This question arises from the context of computing the distribution of total execution time with an underlying graph of tree. For instance, we can model the execution times of all the nodes on the graph by independent random variables whose distributions come from a certain parametrized family, such as the normal distributions. Then the total execution time can be modeled as the maximum and sum of these random variables. The cdf of the maximum of two independent distributions is the product of their cdfs, whereas the pdf of the sum of two independent distributions is the convolution of their respective pdfs.
Update: explanation of notation. $F:\mathbb{R}_+ \to [0,1]$ is a smooth cumulative distribution function. Thus it is non-decreasing. Examples include $F(x) = 1- e^{-\lambda x}$, the cdf of an exponential random variable of parameter $\lambda$.

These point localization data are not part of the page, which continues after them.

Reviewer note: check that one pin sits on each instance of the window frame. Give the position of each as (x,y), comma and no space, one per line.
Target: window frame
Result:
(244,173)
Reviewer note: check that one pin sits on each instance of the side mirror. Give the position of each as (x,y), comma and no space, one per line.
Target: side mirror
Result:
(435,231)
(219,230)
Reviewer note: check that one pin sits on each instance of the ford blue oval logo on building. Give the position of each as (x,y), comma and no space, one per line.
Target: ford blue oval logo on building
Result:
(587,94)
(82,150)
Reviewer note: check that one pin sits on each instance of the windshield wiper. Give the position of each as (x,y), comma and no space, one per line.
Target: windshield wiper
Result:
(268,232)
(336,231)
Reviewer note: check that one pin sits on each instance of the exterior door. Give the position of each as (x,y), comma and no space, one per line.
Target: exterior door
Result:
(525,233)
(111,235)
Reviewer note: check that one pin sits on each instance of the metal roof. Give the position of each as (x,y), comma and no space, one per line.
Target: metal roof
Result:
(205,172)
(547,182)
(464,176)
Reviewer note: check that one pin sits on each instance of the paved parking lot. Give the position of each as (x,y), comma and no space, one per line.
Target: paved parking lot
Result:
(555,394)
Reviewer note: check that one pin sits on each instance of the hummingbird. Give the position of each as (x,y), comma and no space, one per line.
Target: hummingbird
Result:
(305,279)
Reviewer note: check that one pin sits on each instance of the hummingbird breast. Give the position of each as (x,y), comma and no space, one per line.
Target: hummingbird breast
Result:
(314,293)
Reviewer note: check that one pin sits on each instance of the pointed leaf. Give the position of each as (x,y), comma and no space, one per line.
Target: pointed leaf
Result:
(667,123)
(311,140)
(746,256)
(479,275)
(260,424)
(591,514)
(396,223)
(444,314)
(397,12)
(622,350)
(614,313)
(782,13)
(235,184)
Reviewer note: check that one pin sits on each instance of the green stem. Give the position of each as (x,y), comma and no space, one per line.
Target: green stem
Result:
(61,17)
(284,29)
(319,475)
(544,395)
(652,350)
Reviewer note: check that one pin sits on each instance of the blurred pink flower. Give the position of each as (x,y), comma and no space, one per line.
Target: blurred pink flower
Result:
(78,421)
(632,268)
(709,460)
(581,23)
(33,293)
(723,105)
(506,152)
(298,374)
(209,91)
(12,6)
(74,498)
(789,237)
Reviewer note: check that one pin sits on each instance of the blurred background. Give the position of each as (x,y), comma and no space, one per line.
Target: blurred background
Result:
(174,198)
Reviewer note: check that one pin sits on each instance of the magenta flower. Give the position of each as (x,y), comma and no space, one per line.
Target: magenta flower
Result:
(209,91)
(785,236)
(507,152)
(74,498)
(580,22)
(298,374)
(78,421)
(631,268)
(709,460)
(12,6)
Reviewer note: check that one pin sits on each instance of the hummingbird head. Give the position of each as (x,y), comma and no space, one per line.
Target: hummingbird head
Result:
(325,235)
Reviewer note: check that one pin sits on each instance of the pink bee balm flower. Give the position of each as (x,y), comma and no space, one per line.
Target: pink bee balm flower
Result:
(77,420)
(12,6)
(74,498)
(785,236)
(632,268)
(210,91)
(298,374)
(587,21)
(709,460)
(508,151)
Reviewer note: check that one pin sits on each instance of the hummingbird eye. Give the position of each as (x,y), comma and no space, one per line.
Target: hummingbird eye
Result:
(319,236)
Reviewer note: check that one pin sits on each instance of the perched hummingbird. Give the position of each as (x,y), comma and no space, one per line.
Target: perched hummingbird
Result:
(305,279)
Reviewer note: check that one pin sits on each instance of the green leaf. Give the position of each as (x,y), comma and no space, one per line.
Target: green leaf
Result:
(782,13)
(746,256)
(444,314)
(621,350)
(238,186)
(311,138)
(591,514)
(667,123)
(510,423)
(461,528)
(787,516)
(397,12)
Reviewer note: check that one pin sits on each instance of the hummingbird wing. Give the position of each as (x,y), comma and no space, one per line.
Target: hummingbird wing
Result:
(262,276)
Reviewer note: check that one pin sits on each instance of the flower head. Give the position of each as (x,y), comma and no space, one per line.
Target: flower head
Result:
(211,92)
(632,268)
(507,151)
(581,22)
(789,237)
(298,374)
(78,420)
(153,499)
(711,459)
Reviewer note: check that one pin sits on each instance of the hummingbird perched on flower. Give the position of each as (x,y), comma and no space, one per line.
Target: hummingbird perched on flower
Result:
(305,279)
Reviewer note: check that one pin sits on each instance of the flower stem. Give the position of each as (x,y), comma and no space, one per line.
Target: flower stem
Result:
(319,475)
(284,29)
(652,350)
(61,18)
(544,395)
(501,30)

By $F^2$ I simply mean the square of $F$; $F'$ stands for the derivative of $F$ with respective to its only variable. $(F \ast F)(x):= \int_{-\infty}^\infty F(t) F(x-t) dt$ is the convolution of $F$ with itself. Furthermore $F^{\ast k} = F \ast F \ast \ldots \ast F$ for $k$ times. I am implicitly assuming $k$ is an integer, but if $F$ comes from a continuously parametrized family, such as the Gaussians, then even non-rational $k$ makes sense.